Azraq Wetlands

The second reserve the RSCN has focused on is the Azraq Wetlands. After the 1967 Arab-Israeli war, the Azraq Oasis was opened to settlement and hundreds of wells were dug to irrigate crops as varied as olives and prickly pear cactus. The water table fell from near the surface to 12 m below and the springs at the oasis dried up. At the Azraq wetlands, ‘Ain Soda, the freshwater spring and pool that feeds the Dashsha Marsh, the 12 sq. km wetland, reversed itself and become a drain. When water from geological sources was pumped into the pool, the pool developed leaks and would not hold water, even with the spring sealed.
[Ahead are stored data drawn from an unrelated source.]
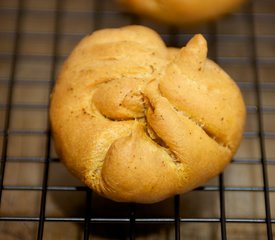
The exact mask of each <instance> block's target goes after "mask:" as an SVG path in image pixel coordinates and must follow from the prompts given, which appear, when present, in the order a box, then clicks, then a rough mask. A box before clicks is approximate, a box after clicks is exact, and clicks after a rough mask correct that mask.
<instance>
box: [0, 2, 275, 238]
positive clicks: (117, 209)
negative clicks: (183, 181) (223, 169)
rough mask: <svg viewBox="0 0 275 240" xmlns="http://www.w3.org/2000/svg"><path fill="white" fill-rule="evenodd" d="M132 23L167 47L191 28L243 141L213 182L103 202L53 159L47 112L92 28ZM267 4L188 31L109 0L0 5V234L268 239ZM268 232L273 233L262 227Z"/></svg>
mask: <svg viewBox="0 0 275 240" xmlns="http://www.w3.org/2000/svg"><path fill="white" fill-rule="evenodd" d="M137 23H138V24H143V25H147V26H150V27H152V28H154V29H155V30H157V31H158V32H159V33H160V34H161V36H162V37H163V39H164V40H165V41H166V43H167V44H168V45H171V46H182V45H184V44H185V43H186V42H187V40H188V39H189V38H190V37H191V36H192V35H193V34H194V33H198V32H200V33H203V34H204V36H205V37H206V38H207V40H208V44H209V57H210V58H212V59H214V60H215V61H217V62H218V63H219V64H220V65H221V66H222V67H223V68H224V69H225V70H226V71H227V72H228V73H229V74H230V75H231V76H232V77H233V78H234V79H235V80H236V82H237V84H238V85H239V86H240V88H241V90H242V93H243V95H244V98H245V102H246V106H247V112H248V114H247V124H246V129H245V133H244V139H243V142H242V144H241V146H240V149H239V151H238V152H237V154H236V156H235V158H234V159H233V160H232V163H231V164H230V165H229V166H228V167H227V168H226V170H225V172H224V173H223V174H222V175H220V176H219V177H217V178H215V179H213V180H211V181H210V182H208V183H206V184H205V185H203V186H201V187H199V188H198V189H195V190H194V191H192V192H190V193H186V194H184V195H181V196H175V197H173V198H170V199H167V200H165V201H163V202H160V203H157V204H152V205H142V204H126V203H115V202H112V201H109V200H107V199H103V198H101V197H99V196H97V195H96V194H94V193H92V191H91V190H89V189H88V188H86V187H85V186H84V185H82V183H80V182H79V181H78V180H76V179H75V178H74V177H72V176H71V175H70V174H69V173H68V172H67V170H66V169H65V168H64V166H63V165H62V164H61V163H60V162H59V160H58V158H57V156H56V154H55V152H54V149H53V146H52V140H51V133H50V128H49V123H48V121H47V116H48V113H47V110H48V104H49V94H50V91H51V88H52V86H53V83H54V81H55V76H56V73H57V71H58V68H59V66H60V64H61V63H62V62H63V61H64V59H65V57H66V56H67V55H68V54H69V52H70V51H71V50H72V48H73V46H74V45H75V44H76V43H77V42H78V41H79V40H80V39H81V38H82V37H83V36H85V35H86V34H88V33H90V32H92V31H93V30H95V29H100V28H106V27H118V26H123V25H128V24H137ZM274 76H275V1H271V0H255V1H252V2H250V3H248V4H247V5H245V6H244V7H243V8H242V9H240V10H239V11H237V12H234V13H233V14H231V15H229V16H226V17H224V18H222V19H220V20H219V21H217V22H212V23H209V24H207V25H203V26H199V27H196V28H193V29H184V28H175V27H169V26H166V25H159V24H157V23H154V22H151V21H149V20H146V19H142V18H139V17H137V16H133V15H130V14H129V13H127V12H126V11H125V10H123V9H121V8H120V7H119V6H117V5H116V3H115V2H114V1H110V0H105V1H103V0H102V1H99V0H98V1H96V0H94V1H92V0H78V1H73V0H70V1H69V0H66V1H65V0H64V1H57V0H56V1H55V0H49V1H43V0H37V1H35V0H25V1H24V0H22V1H16V0H2V1H1V2H0V91H1V92H0V116H1V118H0V152H1V169H0V187H1V188H0V200H1V206H0V239H8V240H9V239H12V240H13V239H180V238H181V239H272V236H273V235H274V234H275V230H274V229H275V226H274V224H275V78H274ZM272 229H273V230H272Z"/></svg>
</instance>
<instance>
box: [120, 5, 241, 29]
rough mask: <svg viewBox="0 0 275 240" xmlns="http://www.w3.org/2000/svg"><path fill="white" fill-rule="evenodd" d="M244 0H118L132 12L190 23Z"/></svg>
mask: <svg viewBox="0 0 275 240" xmlns="http://www.w3.org/2000/svg"><path fill="white" fill-rule="evenodd" d="M245 1H246V0H223V1H221V0H191V1H190V0H146V1H144V0H118V2H120V3H121V4H122V5H124V6H125V7H127V8H128V9H129V10H131V11H132V12H135V13H138V14H141V15H144V16H147V17H151V18H154V19H156V20H159V21H162V22H166V23H170V24H176V25H190V24H196V23H201V22H204V21H207V20H211V19H215V18H217V17H219V16H221V15H223V14H226V13H229V12H231V11H233V10H234V9H235V8H237V7H238V6H239V5H241V3H243V2H245Z"/></svg>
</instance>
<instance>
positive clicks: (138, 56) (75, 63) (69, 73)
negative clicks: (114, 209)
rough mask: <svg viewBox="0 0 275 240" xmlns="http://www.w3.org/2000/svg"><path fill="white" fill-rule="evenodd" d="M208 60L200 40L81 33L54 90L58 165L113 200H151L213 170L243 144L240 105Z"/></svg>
mask: <svg viewBox="0 0 275 240" xmlns="http://www.w3.org/2000/svg"><path fill="white" fill-rule="evenodd" d="M206 56H207V44H206V41H205V39H204V38H203V37H202V36H201V35H195V36H194V37H193V38H192V39H191V40H190V41H189V43H188V44H187V46H186V47H183V48H182V49H169V48H167V47H166V46H165V45H164V43H163V41H162V40H161V38H160V37H159V36H158V35H157V34H156V33H155V32H154V31H152V30H150V29H148V28H145V27H141V26H129V27H124V28H119V29H105V30H100V31H97V32H94V33H93V34H92V35H90V36H87V37H85V38H84V39H83V40H82V41H81V42H80V43H79V44H78V45H77V47H76V48H75V49H74V50H73V52H72V53H71V55H70V56H69V58H68V59H67V61H66V62H65V63H64V65H63V67H62V69H61V72H60V74H59V77H58V81H57V83H56V85H55V87H54V91H53V93H52V99H51V108H50V120H51V124H52V132H53V137H54V141H55V148H56V151H57V153H58V155H59V156H60V158H61V160H62V161H63V162H64V163H65V164H66V166H67V167H68V169H69V170H70V171H71V172H72V173H73V174H75V175H76V176H77V177H79V178H80V179H81V180H82V181H83V182H84V183H85V184H87V185H88V186H89V187H91V188H92V189H94V190H95V191H96V192H98V193H99V194H101V195H103V196H105V197H108V198H110V199H113V200H115V201H129V202H130V201H131V202H140V203H152V202H157V201H160V200H162V199H165V198H167V197H169V196H172V195H174V194H176V193H183V192H186V191H189V190H191V189H193V188H194V187H196V186H198V185H200V184H202V183H203V182H205V181H207V180H208V179H210V178H212V177H214V176H215V175H217V174H219V173H220V172H221V171H222V170H223V169H224V167H225V166H226V164H227V163H228V162H229V161H230V159H231V158H232V156H233V154H234V153H235V152H236V149H237V147H238V145H239V143H240V140H241V136H242V133H243V125H244V120H245V106H244V103H243V100H242V96H241V94H240V91H239V89H238V87H237V86H236V84H235V83H234V81H233V80H232V79H230V77H229V76H228V75H227V74H226V73H225V72H224V71H223V70H222V69H221V68H220V67H219V66H217V65H216V64H215V63H214V62H212V61H211V60H209V59H207V57H206Z"/></svg>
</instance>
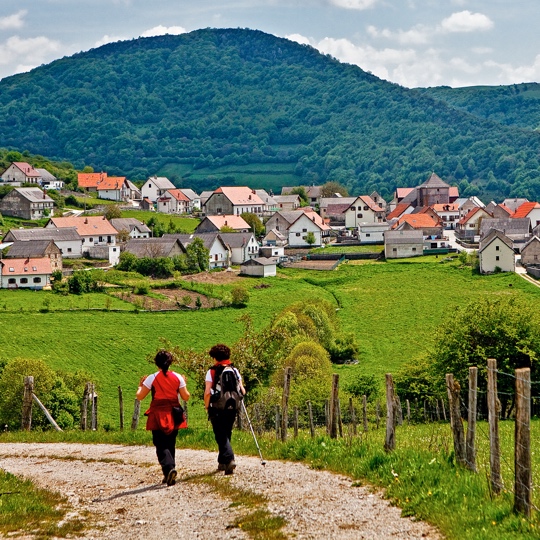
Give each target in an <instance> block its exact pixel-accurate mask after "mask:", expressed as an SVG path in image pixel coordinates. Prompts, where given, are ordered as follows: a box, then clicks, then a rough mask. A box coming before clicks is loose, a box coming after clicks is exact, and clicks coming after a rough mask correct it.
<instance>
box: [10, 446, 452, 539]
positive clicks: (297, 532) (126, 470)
mask: <svg viewBox="0 0 540 540" xmlns="http://www.w3.org/2000/svg"><path fill="white" fill-rule="evenodd" d="M177 464H178V472H179V477H178V481H177V484H176V485H175V486H172V487H166V486H164V485H162V484H161V474H160V473H161V471H160V468H159V466H158V464H157V461H156V457H155V453H154V449H153V448H151V447H142V446H131V447H127V446H117V445H83V444H22V443H18V444H0V467H1V468H2V469H4V470H6V471H9V472H11V473H13V474H16V475H20V476H24V477H27V478H31V479H32V480H33V481H34V482H35V483H36V484H38V485H39V486H42V487H45V488H47V489H50V490H54V491H58V492H60V493H62V494H63V495H65V496H66V497H68V499H69V503H70V504H71V506H72V508H73V512H72V514H71V515H75V516H77V515H79V516H83V517H84V516H86V515H88V516H89V517H88V518H86V519H87V520H88V527H87V528H86V529H85V532H84V533H83V536H82V538H86V539H98V538H99V539H102V538H107V539H112V540H115V539H118V540H120V539H122V540H132V539H133V540H135V539H136V540H141V539H145V538H159V539H160V540H168V539H176V538H182V540H186V539H197V538H215V539H243V538H249V537H248V536H247V534H246V533H245V532H244V531H242V530H241V529H239V528H231V527H230V525H231V524H232V522H233V521H234V520H235V519H236V518H237V517H240V516H241V515H242V514H243V513H245V512H246V510H245V509H244V508H242V507H241V506H237V507H232V508H231V507H230V500H228V499H226V498H223V497H220V496H218V495H216V493H215V491H213V490H212V488H211V487H209V486H208V485H206V484H201V483H194V482H190V481H189V478H190V477H193V476H196V475H208V474H212V472H213V471H215V469H216V454H215V453H211V452H206V451H197V450H178V451H177ZM216 478H217V479H218V480H219V481H220V482H231V483H232V484H233V485H234V486H235V487H238V488H240V489H245V490H251V491H254V492H256V493H261V494H264V495H265V496H266V497H267V500H268V503H267V506H266V508H267V509H268V510H269V511H270V512H271V513H272V514H275V515H279V516H282V517H283V518H285V519H286V521H287V525H286V526H285V528H284V529H283V532H284V533H285V535H286V536H287V537H288V538H296V539H306V540H307V539H334V538H335V539H345V540H347V539H355V540H358V539H370V540H380V539H416V538H427V539H432V540H434V539H437V540H440V539H441V538H442V537H441V535H440V534H439V533H438V532H437V531H436V530H435V529H434V528H433V527H431V526H429V525H427V524H426V523H423V522H419V521H413V520H411V519H408V518H402V517H401V516H400V510H399V509H398V508H395V507H392V506H391V505H390V504H389V503H388V501H386V500H384V499H383V498H382V497H381V495H380V494H378V493H374V492H372V491H371V490H370V489H368V488H366V487H354V486H353V483H352V481H351V480H350V479H349V478H347V477H344V476H340V475H335V474H332V473H328V472H324V471H315V470H312V469H309V468H308V467H307V466H305V465H302V464H299V463H289V462H280V461H268V462H267V464H266V466H265V467H263V466H262V465H261V463H260V460H259V459H256V458H253V457H244V456H237V469H236V472H235V474H234V475H233V476H230V477H225V476H222V473H219V476H216Z"/></svg>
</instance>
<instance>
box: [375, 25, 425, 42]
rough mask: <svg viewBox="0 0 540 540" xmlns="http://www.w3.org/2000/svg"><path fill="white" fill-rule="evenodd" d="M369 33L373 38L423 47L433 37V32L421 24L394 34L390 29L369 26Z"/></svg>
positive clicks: (400, 31) (398, 30)
mask: <svg viewBox="0 0 540 540" xmlns="http://www.w3.org/2000/svg"><path fill="white" fill-rule="evenodd" d="M367 33H368V34H369V35H370V36H371V37H374V38H381V37H383V38H386V39H391V40H394V41H397V42H399V43H401V44H402V45H423V44H425V43H427V42H428V41H429V39H430V38H431V36H432V35H433V30H432V29H430V28H428V27H427V26H424V25H421V24H418V25H416V26H414V27H413V28H411V29H410V30H398V31H397V32H392V31H391V30H389V29H388V28H383V29H382V30H379V29H378V28H376V27H375V26H368V28H367Z"/></svg>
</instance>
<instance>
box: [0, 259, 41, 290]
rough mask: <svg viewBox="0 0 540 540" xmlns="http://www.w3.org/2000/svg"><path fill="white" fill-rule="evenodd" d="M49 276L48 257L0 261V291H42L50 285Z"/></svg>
mask: <svg viewBox="0 0 540 540" xmlns="http://www.w3.org/2000/svg"><path fill="white" fill-rule="evenodd" d="M51 275H52V267H51V260H50V259H49V258H48V257H41V258H39V259H30V258H27V259H3V260H0V289H43V287H45V286H48V285H50V283H51Z"/></svg>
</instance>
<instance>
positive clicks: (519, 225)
mask: <svg viewBox="0 0 540 540" xmlns="http://www.w3.org/2000/svg"><path fill="white" fill-rule="evenodd" d="M493 229H496V230H498V231H501V232H502V233H503V234H505V235H506V236H507V237H508V238H509V239H510V240H511V241H512V242H514V243H519V244H522V245H524V244H525V242H527V241H528V240H529V239H530V238H531V236H532V227H531V221H530V219H529V218H510V217H507V218H487V217H486V218H484V219H482V221H481V222H480V240H482V239H483V238H485V237H486V236H487V235H488V234H489V233H490V232H491V231H492V230H493Z"/></svg>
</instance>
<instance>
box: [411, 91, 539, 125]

The Azraq wetlands, it was assumed, were doomed.

 
Lowering of the water in the ‘Ain Soda pool

Lowering of the water in the ‘Ain Soda pool

The RSCN’s solution was to sacrifice the ‘Ain Soda spring and pool but pump geological water directly into the wetlands, a series of channels that weave their way toward the center of the qa. Along its way, new pools to provide bird habitat are being constructed. A small herd of feral water buffalo obtained from Syria has been introduced in an attempt to rid the wetland of the plague of rank grass that now chokes it and to restore something of its naturally grazed variety. These attempts to save the Azraq Wetlands are subject to criticism in that an artificial wetland is replacing a natural one. The alternative, however, is no wetland at all, and its disappearance would mean the destruction of hundreds of thousands of migrating birds that depend on it.